Well, it's such groundbreaking technology that we really have to make sure we get it right.
I'm concerned that we over-regulate and strangle some of the technology here in the United States.
I'm taking a very much minimum effective dose of regulation approach where we're looking at what's happening in terms of the models and how they're being deployed and used.
and making sure that we're regulating the actors, the persons that are engaging in the regulated activity and not just software developers.
The software developers are the ones building the tools, but they're not actually engaging in the financial transactions or using it to engage in regulated activity.
There was a great court case that dealt with actually Uniswap, the decentralized exchange protocol, talking about how you don't go after Tesla for the self-driving car that is used to rob a bank.
You're going after the bank robbers.
We're certainly looking to make sure we're regulating the traders, the persons that are using them.
For example, if you use a software tool to help you engage in trading activity, the trading activity is still regulated, but you're using a tool just like you're using your personal device or your computer.
So we're trying to get that regulation right.

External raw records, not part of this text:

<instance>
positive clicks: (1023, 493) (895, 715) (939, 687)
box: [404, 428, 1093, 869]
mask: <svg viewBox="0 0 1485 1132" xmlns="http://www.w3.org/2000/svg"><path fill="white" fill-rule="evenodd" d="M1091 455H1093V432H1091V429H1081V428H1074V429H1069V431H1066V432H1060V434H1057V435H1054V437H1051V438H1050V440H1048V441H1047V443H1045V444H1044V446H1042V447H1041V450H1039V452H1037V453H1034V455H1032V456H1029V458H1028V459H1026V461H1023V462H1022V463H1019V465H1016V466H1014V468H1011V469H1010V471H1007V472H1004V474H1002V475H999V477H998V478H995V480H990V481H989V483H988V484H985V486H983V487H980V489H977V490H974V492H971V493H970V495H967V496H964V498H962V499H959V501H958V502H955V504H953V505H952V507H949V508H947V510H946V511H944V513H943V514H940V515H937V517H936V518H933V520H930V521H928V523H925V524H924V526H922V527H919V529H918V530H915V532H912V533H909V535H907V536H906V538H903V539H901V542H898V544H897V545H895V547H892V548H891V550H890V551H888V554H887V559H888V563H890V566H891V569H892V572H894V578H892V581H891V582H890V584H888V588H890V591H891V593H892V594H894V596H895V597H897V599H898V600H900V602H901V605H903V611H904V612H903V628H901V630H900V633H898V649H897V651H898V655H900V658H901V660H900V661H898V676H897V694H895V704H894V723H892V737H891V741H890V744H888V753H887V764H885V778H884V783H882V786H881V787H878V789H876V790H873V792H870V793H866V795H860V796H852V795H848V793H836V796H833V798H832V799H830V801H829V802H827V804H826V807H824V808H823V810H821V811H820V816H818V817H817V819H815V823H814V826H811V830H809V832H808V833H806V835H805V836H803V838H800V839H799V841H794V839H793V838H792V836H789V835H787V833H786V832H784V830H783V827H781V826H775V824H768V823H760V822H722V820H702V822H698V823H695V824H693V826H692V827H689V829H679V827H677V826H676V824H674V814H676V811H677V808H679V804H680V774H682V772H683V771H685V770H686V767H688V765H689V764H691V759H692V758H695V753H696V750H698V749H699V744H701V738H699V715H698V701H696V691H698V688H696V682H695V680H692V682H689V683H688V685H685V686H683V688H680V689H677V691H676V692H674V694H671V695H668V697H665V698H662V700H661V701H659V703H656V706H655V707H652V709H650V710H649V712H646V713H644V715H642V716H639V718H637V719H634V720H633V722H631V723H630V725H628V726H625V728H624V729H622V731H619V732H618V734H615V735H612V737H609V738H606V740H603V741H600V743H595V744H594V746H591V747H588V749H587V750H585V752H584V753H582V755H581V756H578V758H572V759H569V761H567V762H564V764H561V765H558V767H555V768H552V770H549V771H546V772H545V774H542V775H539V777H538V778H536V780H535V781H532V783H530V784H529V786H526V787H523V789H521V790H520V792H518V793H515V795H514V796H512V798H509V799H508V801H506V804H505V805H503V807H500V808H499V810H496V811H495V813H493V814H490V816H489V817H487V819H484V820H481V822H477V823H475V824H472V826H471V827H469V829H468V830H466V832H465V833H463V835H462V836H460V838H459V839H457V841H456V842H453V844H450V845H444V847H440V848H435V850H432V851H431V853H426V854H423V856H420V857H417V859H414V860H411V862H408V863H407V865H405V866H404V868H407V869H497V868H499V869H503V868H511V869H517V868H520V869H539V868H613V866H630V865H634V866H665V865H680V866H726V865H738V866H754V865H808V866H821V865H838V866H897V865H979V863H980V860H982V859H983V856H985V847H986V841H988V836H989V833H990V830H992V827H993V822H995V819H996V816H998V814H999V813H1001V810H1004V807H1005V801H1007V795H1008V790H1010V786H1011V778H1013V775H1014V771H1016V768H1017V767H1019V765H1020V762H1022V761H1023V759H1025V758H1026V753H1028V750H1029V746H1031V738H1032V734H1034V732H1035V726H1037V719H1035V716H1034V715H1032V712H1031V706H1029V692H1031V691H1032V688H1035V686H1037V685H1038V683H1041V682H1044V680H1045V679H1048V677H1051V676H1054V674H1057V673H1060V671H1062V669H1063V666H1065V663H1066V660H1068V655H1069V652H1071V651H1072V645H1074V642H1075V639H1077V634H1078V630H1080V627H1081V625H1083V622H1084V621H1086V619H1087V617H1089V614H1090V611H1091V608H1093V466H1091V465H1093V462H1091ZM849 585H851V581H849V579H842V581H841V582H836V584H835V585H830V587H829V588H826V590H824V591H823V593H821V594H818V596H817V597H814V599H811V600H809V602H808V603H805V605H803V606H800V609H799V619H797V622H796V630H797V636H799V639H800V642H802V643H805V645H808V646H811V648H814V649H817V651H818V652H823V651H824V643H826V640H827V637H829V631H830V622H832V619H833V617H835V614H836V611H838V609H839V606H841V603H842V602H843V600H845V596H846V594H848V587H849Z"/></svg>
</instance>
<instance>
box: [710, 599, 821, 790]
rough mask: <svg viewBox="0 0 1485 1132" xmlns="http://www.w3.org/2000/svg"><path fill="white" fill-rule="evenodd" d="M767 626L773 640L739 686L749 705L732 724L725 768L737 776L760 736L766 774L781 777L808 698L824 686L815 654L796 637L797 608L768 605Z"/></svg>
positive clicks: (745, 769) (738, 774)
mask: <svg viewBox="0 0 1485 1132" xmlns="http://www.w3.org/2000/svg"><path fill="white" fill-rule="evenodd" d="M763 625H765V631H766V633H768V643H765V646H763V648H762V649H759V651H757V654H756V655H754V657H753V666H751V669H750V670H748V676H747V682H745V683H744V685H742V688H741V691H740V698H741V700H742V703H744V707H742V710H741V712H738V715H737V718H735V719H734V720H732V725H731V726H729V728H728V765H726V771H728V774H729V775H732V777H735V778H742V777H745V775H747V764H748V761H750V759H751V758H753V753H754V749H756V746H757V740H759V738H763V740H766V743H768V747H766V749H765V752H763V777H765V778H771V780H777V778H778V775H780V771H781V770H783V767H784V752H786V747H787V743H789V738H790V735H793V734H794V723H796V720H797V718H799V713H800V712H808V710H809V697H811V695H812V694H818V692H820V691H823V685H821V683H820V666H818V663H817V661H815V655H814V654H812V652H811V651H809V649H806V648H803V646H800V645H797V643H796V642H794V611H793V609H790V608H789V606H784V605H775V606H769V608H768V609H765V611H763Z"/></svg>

And there are a lot of considerations as we're doing it.
But one area that I find fascinating is these kind of autonomous agents that are engaging in their own trading activity, potentially for their own kind of benefits.
So you could put a bunch of funds in a smart contract and let the smart contract kind of run on its own.
And that might actually be attached to a very sophisticated AI, and it's able to make better predictions on outcomes than anybody else.
And that's going to help us generate better data.
And so I think we're going to see a lot of competition between these different AI models on the financial scale in the prediction markets in other areas.
And that's where I think you see the marriage of blockchain, prediction markets, and AI.